Diário do Alentejo

manifestação

05 de maio 2024 - 12:00
Historiador Constantino Piçarra considera que, “pela primeira vez, talvez, ao longo destes 50 anos, a democracia corre alguns riscos”Foto | “Diário do Alentejo”/Arquivo

Assinalaram-se na última quarta-feira os 50 anos do primeiro 1.º de Maio celebrado em liberdade, após 48 anos vividos em ditadura. Por todo o País, nesse primeiro dia de maio de 1974, as pessoas saíram à rua para festejar, e Beja não foi exceção. É, provavelmente, “a maior manifestação a que alguma vez a cidade assistiu”.

 

Texto Nélia Pedrosa

 

“Beja viveu ontem a maior e mais autêntica manifestação popular de sempre (…). Milhares (quantos?) de pessoas se concentraram na capital sul-alentejana para homenagear as forças armadas e festejar a queda do fascismo, essa tenebrosa nódoa que manchou a História de Portugal, agora redimida. Centenas de dísticos (impossível se torna descrevê-los) nas mãos de jovens e velhos, de camponeses e operários, de estudantes e empregados, se agitaram horas a fio, numa frenética mas sempre ordeira exaltação do momento histórico que a Pátria vive”, noticiava o “Diário do Alentejo” (“DA”) na sua edição de 2 de maio de 1974, um dia depois do primeiro 1.º de Maio, Dia Internacional do Trabalhador, celebrado em liberdade, após 48 anos vividos em regime de ditadura.

E prosseguia: “Desde cedo a cidade se começou a movimentar com um invulgar aspeto festivo, tanto mais que todos os estabelecimentos tinham encerrado as portas”. A concentração (na foto), que teve lugar no largo em frente à piscina municipal, teve início às 15:00 horas, mas, adiantava o “DA”, “uma hora antes já grande multidão se aglomerava junto ao palanque formado pela carroceria de duas camionetas, e ornamentado com vasos de flores, predominando os cravos vermelhos que, aos milhares, se viam também no peito de trabalhadores, operários, estudantes, gente do povo”. Aliás, a concentração, como noticiava o “DA” a 30 de abril, estava inicialmente prevista para a praça da República, “mas, em virtude da paralisação das atividades laborais e fecho dos estabelecimentos”, devido ao anúncio de feriado nacional, era de prever que o número de manifestantes fosse “superior à capacidade do local em princípio escolhido”. À chegada dos “elementos das Forças Armadas”, referia ainda o “DA”, “a multidão rompeu em vibrantes aplausos, agitando dísticos de vitória, enquanto a banda de Cuba dava os primeiros acordes do hino nacional, e, num simbólico gesto de paz, amor e igualdade que se deseja para todo o povo português, columbófilos bejenses efectuaram uma largada de pombos”.

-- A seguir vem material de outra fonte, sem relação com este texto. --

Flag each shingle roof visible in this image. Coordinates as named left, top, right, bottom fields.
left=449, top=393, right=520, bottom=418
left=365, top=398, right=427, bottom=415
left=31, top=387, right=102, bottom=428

António Machado, então com 19 anos, recorda-se bem de ver o largo em frente à piscina “imensamente cheio”, não havendo “espaço para mais ninguém”. O bancário reformado natural de Beringel conta ao “DA” que foi à manifestação com alguns rapazes “da terra”, para verem “o ambiente” e gozarem “aquele momento de liberdade”. Tudo era novidade, sublinha, adiantado que “as pessoas estavam muito satisfeitas” e que “[foi tudo] muito cordial”.“As pessoas tinham saído de uma repressão e estavam muito vivas, muito contentes com tudo o que se estava a passar. Eu e os rapazes da minha idade tínhamos ido em final de janeiro à inspeção a Évora para irmos para a tropa. Estávamos apurados e aguardávamos a qualquer momento sermos reintegrados no exército e depois, com as guerras do Ultramar, já se sabia o que é que nos esperava… Estávamos todos com receio disso, como era natural, e com aquela liberdade ainda nos manifestámos melhor”.

 

“Manifestação impressionante” O 1.º de Maio de 1974, sublinha, por sua vez, o historiador Constantino Piçarra, “é uma manifestação imensa da população portuguesa dando vazão à sua enorme alegria pela conquista da liberdade e pelo derrube da ditadura e isso também sucede em Beja”. Aliás, frisa, a capital de distrito “tem a sua primeira manifestação de júbilo pelo fim da ditadura no dia 27 de abril aquando da prisão dos agentes da PIDE/DGS”, que “é quando o povo de Beja toma consciência, se me é possível expressar desta maneira, de que as coisas estavam a mudar e de que a liberdade era uma realidade no nosso país”. No 1.º de Maio, continua o investigador, que também participou na manifestação, tinha então 15 anos, afluem a Beja “centenas e centenas de pessoas dos concelhos limítrofes, nomeadamente, Vidigueira, Cuba, Ferreira do Alentejo”. É, provavelmente, “a maior manifestação a que alguma vez a cidade de Beja assistiu”, afirma. “Para se ter uma ideia, a multidão não só encheu completamente o largo à frente da piscina, como as ruas adjacentes. A rua da biblioteca municipal estava repleta de pessoas que se concentram para ouvir os discursos das forças da oposição que se encontravam organizadas no MDP/ /CDE [Movimento Democrático Português/Comissão Democrática Eleitoral], que juntava os democratas e os antifascistas”, especifica.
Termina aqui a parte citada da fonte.